As many of you know, The Boeing Company was founded shortly after the turn of the 20th century by William Boeing in a single, wood-framed building, which is preserved today as part of the Museum of Flight. During the following 100 years, the incredibly innovative and revolutionary business expanded by leaps and bounds until it became one of the largest, most successful and profitable international corporations on the Wall Street board and a prominent member of the Dow Jones Average. (Praise be to your parents and grandparents if they bought a sizeable chunk of Boeing stock when it first appeared on the Exchange.) Through the years, though it opened a few relatively small operations in other cities, the company’s major production lines, developmental work and executive suites remained in Seattle.   Boeing and Seattle were simply synonymous.

But, alas, that’s changed in the 21st century. In 2001, Boeing’s corporate headquarters pulled up its roots and went to Chicago. King County residents and our state government were quite surprised and shaken by this sudden, rather unexpected move. The company president complained that the local infrastructure – our highways and shipping lanes – were two crowded and congested, but mostly he bemoaned the high state and local taxes and real estate prices. Then, a few years later, corporate execs decided to build a whole new production line in South Carolina, much to Seattle’s chagrin. As best it could, our state offered various incentives to construct the new operation here, but to no avail. The subsidies and exemptions Carolina offered were just too great; that is, far beyond anything our state could afford.

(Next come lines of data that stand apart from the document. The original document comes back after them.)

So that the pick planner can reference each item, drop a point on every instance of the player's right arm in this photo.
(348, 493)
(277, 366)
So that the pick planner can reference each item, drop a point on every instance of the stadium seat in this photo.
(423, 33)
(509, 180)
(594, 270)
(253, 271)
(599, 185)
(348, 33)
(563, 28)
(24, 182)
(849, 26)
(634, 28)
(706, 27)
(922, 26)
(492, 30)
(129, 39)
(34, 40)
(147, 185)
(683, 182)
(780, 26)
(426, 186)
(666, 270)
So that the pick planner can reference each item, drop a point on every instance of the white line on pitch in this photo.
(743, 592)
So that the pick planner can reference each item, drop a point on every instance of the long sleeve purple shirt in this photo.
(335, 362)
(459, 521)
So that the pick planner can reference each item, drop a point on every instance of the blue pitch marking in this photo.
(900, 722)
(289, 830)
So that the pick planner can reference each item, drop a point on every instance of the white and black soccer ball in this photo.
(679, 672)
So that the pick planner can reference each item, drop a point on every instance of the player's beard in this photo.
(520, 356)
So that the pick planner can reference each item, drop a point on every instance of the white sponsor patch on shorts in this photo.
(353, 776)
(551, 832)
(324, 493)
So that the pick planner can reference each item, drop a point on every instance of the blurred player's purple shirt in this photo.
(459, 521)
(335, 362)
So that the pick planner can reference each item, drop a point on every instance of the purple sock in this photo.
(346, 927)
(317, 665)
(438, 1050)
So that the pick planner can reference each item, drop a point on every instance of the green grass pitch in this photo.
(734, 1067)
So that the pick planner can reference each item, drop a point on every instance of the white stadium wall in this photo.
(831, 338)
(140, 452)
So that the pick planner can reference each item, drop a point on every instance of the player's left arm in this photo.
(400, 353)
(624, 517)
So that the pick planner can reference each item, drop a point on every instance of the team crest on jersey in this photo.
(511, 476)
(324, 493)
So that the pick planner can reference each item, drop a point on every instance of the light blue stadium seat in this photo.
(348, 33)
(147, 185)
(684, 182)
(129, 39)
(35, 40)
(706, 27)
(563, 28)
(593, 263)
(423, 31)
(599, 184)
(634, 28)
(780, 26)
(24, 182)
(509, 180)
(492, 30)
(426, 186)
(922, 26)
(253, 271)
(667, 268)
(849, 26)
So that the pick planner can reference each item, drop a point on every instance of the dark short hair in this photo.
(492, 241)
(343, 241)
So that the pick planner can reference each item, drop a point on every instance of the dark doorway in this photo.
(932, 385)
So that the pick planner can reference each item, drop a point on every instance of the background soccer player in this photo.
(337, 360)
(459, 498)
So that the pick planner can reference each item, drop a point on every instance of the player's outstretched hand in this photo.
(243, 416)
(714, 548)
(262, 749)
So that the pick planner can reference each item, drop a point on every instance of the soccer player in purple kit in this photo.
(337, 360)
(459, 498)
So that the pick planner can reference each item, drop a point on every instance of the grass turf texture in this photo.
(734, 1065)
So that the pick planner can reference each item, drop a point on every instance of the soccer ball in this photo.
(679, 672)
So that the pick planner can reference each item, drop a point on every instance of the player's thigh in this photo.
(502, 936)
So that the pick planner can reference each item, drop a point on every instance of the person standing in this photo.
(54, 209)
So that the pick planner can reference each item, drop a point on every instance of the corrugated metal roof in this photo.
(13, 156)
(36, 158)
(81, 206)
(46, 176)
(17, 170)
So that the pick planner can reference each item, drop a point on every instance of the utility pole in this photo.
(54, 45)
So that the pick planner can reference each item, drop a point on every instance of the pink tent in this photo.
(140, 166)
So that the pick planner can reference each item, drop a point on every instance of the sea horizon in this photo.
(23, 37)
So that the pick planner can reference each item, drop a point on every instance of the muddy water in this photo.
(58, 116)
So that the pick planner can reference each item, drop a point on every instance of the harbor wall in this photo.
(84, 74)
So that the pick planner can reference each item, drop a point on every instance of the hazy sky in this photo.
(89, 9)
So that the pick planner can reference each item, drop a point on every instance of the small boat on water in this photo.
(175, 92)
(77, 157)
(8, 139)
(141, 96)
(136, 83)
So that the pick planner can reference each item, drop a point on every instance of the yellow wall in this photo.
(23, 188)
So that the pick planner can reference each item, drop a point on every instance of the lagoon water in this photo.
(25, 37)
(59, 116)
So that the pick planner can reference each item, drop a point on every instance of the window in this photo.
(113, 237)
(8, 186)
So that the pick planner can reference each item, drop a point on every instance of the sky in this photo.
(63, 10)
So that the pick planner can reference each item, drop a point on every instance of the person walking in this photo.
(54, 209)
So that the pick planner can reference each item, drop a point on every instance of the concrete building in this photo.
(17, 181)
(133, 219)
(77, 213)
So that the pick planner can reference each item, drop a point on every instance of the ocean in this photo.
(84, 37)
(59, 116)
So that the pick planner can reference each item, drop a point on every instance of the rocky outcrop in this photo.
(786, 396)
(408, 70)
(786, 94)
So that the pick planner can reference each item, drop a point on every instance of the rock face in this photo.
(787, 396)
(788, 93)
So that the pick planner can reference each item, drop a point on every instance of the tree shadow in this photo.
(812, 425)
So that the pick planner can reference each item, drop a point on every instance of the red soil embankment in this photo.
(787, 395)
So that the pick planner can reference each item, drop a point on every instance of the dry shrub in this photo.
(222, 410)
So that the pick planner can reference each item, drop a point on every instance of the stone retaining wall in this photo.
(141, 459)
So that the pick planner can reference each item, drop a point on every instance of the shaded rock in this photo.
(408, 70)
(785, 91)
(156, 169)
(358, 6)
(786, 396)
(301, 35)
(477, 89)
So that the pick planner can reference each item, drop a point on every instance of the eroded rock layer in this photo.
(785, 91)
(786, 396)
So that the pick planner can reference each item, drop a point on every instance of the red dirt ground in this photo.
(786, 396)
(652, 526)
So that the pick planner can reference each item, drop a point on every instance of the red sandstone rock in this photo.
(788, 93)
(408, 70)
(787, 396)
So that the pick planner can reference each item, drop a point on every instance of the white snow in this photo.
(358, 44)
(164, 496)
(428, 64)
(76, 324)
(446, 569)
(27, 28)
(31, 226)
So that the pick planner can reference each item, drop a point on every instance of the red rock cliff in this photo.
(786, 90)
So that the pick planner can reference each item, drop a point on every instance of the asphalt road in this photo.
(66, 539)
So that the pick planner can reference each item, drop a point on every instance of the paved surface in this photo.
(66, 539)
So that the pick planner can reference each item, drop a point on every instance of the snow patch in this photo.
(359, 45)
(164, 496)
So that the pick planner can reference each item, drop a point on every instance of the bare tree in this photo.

There’s nothing new about such business practices. According to a report in the New York Times, each year American corporations are nailing states and local governments for at least $80 billion in cash grants, free land, free buildings, income tax credits and property tax abatements.

And what do the companies provide in return? They promise the city or state that they’ll move their operations and all the jobs it provides onto the new site or promise they won’t leave a facility that’s already there. In short, corporations play one state or town against another, getting the best subsidy they can find. General Motors has received nearly $2 billion in local incentives during the past five years. Twitter recently won $22 million in tax exemptions to stay in San Francisco. Every year for the last several years, Texas has been handing out at least $19 billion in incentive programs and such “gifts” have been quite effective in bringing jobs to that state.

Boeing execs have explained that they built a production line in South Carolina because the economy of that state was in dire straits, while the Seattle area was relatively wealthy. Well, one has to admire such compassionate and benevolent motives, but somehow I suspect the more important reasons for the move stemmed from the fact that South Caroline gave Boeing several acres of land, billions in property tax exemptions, has among the lowest wages in the nation, has a nonunion, “right-to-work” labor force, has fewer safety regulations and has friendly, anti-tax politicians.

Economically speaking, that’s what our state is up against. It’s a ruthless, cut-throat world out there.